Art. 96, zevende lid

Artikel 32 is van toepassing vanaf aanslagjaar 2022.

II. BESPREKING

2. Artikel 133, eerste lid, 2°, WIB 92 voorziet in een toeslag op de belastingvrije som van 870 euro (3) wanneer voor het jaar van huwelijk of verklaring van wettelijke samenwoning een aanslag per belastingplichtige wordt gevestigd en voor zover de echtgenoot of wettelijk samenwonende partner tijdens het jaar geen bestaansmiddelen heeft gehad die meer dan 1.800 euro (4) netto bedragen.

(3) Bedrag vóór indexering. Voor aanslagjaar 2022 bedraagt die toeslag na indexering 1.650 euro.
(4) Bedrag vóór indexering. Voor aanslagjaar 2022 bedraagt dat maximum na indexering 3.410 euro.

3. Het was destijds de bedoeling van de wetgever om aan pas gehuwden en pas wettelijke samenwonenden met een beperkt bedrag aan bestaansmiddelen een toeslag toe te kennen op de belastingvrije som, aangezien zij in het jaar van huwelijk of verklaring van wettelijke samenwoning via afzonderlijke aanslag belast worden en dus niet kunnen genieten van het voordeel van het huwelijksquotiënt (Kamer, DOC 55 1993/001, blz. 24).

Voor het jaar van ontbinding van het huwelijk, van scheiding van tafel en bed of van de beëindiging van de wettelijke samenwoning werd daarentegen niet in dergelijke toeslag op de belastingvrije som voorzien (Kamer, DOC 55 1993/001, blz. 24).

4. Op basis van de bestaande tekst van artikel 133, eerste lid, 2°, WIB 92 was de bovenvermelde toeslag echter ook van toepassing wanneer er zich tijdens het jaar van huwelijk of van verklaring van wettelijke samenwoning nadien nog één van de volgende gebeurtenissen voordeed:

- ontbinding van het huwelijk

- scheiding van tafel en bed

- beëindiging van de wettelijke samenwoning.

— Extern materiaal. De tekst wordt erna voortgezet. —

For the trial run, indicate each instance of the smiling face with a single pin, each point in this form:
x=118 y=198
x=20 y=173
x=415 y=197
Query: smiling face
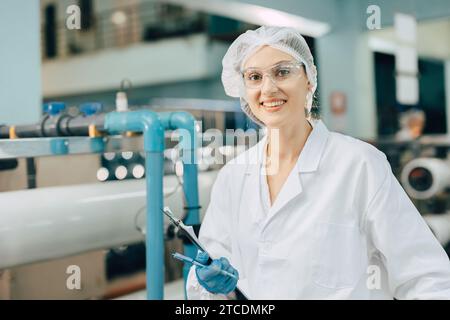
x=281 y=104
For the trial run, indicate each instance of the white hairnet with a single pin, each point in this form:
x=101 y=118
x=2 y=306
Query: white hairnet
x=288 y=40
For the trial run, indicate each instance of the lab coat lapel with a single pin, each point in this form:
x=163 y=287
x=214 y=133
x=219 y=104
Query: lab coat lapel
x=308 y=161
x=252 y=181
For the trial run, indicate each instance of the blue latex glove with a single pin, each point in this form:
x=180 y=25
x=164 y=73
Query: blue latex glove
x=211 y=278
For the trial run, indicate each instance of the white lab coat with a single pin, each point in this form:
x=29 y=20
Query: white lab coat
x=341 y=227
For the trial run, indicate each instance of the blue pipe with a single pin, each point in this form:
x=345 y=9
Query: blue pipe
x=185 y=122
x=153 y=125
x=149 y=124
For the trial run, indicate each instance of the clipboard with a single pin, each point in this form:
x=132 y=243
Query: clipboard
x=188 y=231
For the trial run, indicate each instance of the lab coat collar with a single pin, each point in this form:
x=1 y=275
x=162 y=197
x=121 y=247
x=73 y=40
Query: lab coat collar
x=310 y=156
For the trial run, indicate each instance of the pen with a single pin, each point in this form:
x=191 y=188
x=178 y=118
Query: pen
x=184 y=258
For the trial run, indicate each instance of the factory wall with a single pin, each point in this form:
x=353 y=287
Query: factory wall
x=20 y=61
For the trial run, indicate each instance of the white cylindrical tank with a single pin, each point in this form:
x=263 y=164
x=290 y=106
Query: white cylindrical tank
x=48 y=223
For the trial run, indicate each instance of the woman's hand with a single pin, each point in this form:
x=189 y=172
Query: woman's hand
x=212 y=277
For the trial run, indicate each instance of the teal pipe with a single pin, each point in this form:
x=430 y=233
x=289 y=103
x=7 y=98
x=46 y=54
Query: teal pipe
x=152 y=125
x=188 y=144
x=149 y=124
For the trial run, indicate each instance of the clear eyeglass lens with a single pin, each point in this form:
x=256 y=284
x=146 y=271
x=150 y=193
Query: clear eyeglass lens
x=253 y=78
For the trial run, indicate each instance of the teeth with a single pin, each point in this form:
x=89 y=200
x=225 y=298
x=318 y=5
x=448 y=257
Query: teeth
x=273 y=104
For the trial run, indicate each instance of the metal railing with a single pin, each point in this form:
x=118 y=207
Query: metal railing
x=120 y=27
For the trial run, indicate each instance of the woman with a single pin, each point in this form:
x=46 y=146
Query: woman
x=307 y=213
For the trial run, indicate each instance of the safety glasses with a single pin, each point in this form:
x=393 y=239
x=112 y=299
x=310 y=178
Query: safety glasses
x=279 y=73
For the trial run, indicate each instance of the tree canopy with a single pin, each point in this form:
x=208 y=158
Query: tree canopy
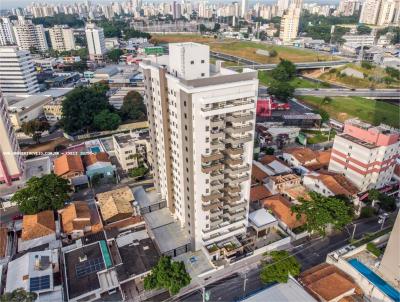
x=18 y=295
x=322 y=211
x=81 y=105
x=278 y=267
x=48 y=192
x=133 y=107
x=167 y=274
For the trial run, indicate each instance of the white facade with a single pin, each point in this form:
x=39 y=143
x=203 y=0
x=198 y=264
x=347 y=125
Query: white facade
x=202 y=130
x=6 y=32
x=11 y=162
x=95 y=41
x=366 y=155
x=62 y=38
x=28 y=35
x=17 y=73
x=370 y=11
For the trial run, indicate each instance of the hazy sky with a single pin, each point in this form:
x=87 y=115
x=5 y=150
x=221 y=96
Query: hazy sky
x=5 y=4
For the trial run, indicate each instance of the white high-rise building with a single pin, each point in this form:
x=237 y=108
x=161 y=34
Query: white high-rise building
x=17 y=72
x=290 y=22
x=202 y=129
x=6 y=32
x=96 y=43
x=387 y=12
x=62 y=38
x=11 y=160
x=370 y=11
x=365 y=154
x=28 y=35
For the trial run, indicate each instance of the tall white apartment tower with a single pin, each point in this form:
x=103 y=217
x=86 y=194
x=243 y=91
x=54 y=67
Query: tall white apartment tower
x=6 y=32
x=370 y=11
x=11 y=161
x=29 y=35
x=62 y=38
x=202 y=129
x=17 y=72
x=95 y=41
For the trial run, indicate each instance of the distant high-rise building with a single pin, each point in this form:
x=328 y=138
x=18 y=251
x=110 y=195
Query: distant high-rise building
x=17 y=72
x=365 y=154
x=202 y=130
x=62 y=38
x=290 y=22
x=386 y=12
x=28 y=35
x=11 y=160
x=370 y=11
x=95 y=41
x=6 y=32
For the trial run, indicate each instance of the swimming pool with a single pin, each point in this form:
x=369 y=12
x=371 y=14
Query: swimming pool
x=95 y=149
x=376 y=280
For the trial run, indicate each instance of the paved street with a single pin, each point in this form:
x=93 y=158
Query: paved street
x=245 y=282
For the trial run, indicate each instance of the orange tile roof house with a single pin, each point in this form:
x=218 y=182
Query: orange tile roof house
x=76 y=219
x=326 y=282
x=68 y=166
x=281 y=208
x=37 y=229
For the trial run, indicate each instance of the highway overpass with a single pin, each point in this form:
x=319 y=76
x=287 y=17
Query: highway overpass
x=383 y=94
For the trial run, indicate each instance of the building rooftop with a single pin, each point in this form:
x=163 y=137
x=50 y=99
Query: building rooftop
x=75 y=216
x=68 y=163
x=281 y=208
x=118 y=201
x=261 y=218
x=38 y=225
x=320 y=279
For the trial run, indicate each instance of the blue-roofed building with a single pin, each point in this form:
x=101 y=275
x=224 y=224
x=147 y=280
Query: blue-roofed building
x=34 y=272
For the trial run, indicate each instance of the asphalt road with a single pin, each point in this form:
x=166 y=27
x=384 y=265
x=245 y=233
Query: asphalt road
x=242 y=284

5. Aangezien die toepassing van de toeslag op de belastingvrije som niet met de oorspronkelijke bedoeling van de wetgever strookt, heeft art. 32, W 27.06.2021 in artikel 133, WIB 92 een vijfde lid ingevoegd waardoor de belastingplichtige de bovenvermelde toeslag op de belastingvrije som voortaan niet meer verkrijgt als de ontbinding van het huwelijk, de scheiding van tafel en bed of de beëindiging van de wettelijke samenwoning plaatsvindt in hetzelfde jaar als het huwelijk of de verklaring van wettelijke samenwoning.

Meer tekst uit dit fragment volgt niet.